Among the OLC memos released today, one appears to inadvertently reveal that a top al-Qaida suspect captured in northern Iraq in January 2004 was held by the CIA in a secret prison.

After Hassan Ghul was arrested in early 2004, President Bush told reporters: “Just last week we made further progress in making America more secure when a fellow named Hassan Ghul was captured in Iraq. Hassan Ghul reported directly to Khalid Sheik Mohammad, who was the mastermind of the September 11 attacks. He was captured in Iraq, where he was helping al Qaeda to put pressure on our troops.”

Military officials and former CIA director George Tenet described Ghul as an al-Qaida facilitator who delivered money and messages to top leaders.

The U.S. government never publicly discussed Ghul again.

The 9/11 Commission report said Ghul was in “U.S. custody.” But the government itself never discussed Ghul’s whereabouts. And the CIA has never acknowledged holding Ghul.

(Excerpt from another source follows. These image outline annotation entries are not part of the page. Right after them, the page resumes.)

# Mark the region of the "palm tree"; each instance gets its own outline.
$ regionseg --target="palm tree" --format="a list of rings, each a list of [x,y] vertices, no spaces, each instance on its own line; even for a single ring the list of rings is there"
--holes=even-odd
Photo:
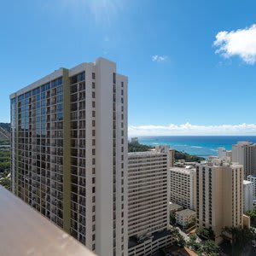
[[[222,236],[224,238],[230,240],[232,255],[239,255],[242,248],[253,239],[254,231],[247,227],[224,227],[222,230]]]

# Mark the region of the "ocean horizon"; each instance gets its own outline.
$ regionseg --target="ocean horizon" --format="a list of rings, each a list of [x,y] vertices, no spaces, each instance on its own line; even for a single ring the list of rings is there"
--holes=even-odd
[[[256,143],[256,136],[150,136],[138,137],[139,143],[148,146],[169,145],[176,150],[208,158],[218,155],[218,148],[228,150],[237,142],[249,141]]]

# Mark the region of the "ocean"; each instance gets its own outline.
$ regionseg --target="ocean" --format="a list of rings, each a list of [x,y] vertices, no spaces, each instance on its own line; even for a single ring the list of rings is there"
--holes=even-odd
[[[170,148],[189,154],[208,158],[218,155],[218,148],[230,150],[240,141],[256,143],[256,136],[161,136],[140,137],[139,143],[149,146],[169,145]]]

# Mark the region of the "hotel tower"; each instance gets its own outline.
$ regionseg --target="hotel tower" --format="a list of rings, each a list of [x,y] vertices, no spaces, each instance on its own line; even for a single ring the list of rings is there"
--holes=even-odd
[[[96,254],[127,255],[127,77],[99,58],[10,101],[13,192]]]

Three years after his capture, human rights groups were surprised when Ghul was not included among 14 high-value detainees who were transferred out of the CIA’s black sites program and sent to Guantanamo Bay, Cuba, in 2007.

Since then, he has been considered a missing, or ghost detainee. But in the heavily redacted OLC memo dated May 30, 2005, government censors appeared to have missed a single reference to his name and confinement during a lengthy description of the interrogation techniques used against him. The reference can be found at the bottom of Page 7 in the memo, where Ghul’s surname is spelled “Gul.”

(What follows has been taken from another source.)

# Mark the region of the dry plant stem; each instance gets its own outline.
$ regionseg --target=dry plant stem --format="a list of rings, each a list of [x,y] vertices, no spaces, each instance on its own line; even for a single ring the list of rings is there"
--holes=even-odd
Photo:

According to the memo, Ghul was one of 28 CIA detainees at the time who had been subjected to the agency’s “enhanced interrogation techniques.” Specifically, the memo says he was subjected to “facial hold,” “facial slap,” “stress positions,” “sleep deprivation,” a technique called “walling,” in which a detainee’s shoulders are repeatedly smashed against a wall, and the “attention grasp,” in which the detainee is placed in a choke-hold and slapped.

So it appears we now have evidence Ghul was in a CIA prison. Where he is today is still a mystery.

We’ve called the CIA, and they declined to comment.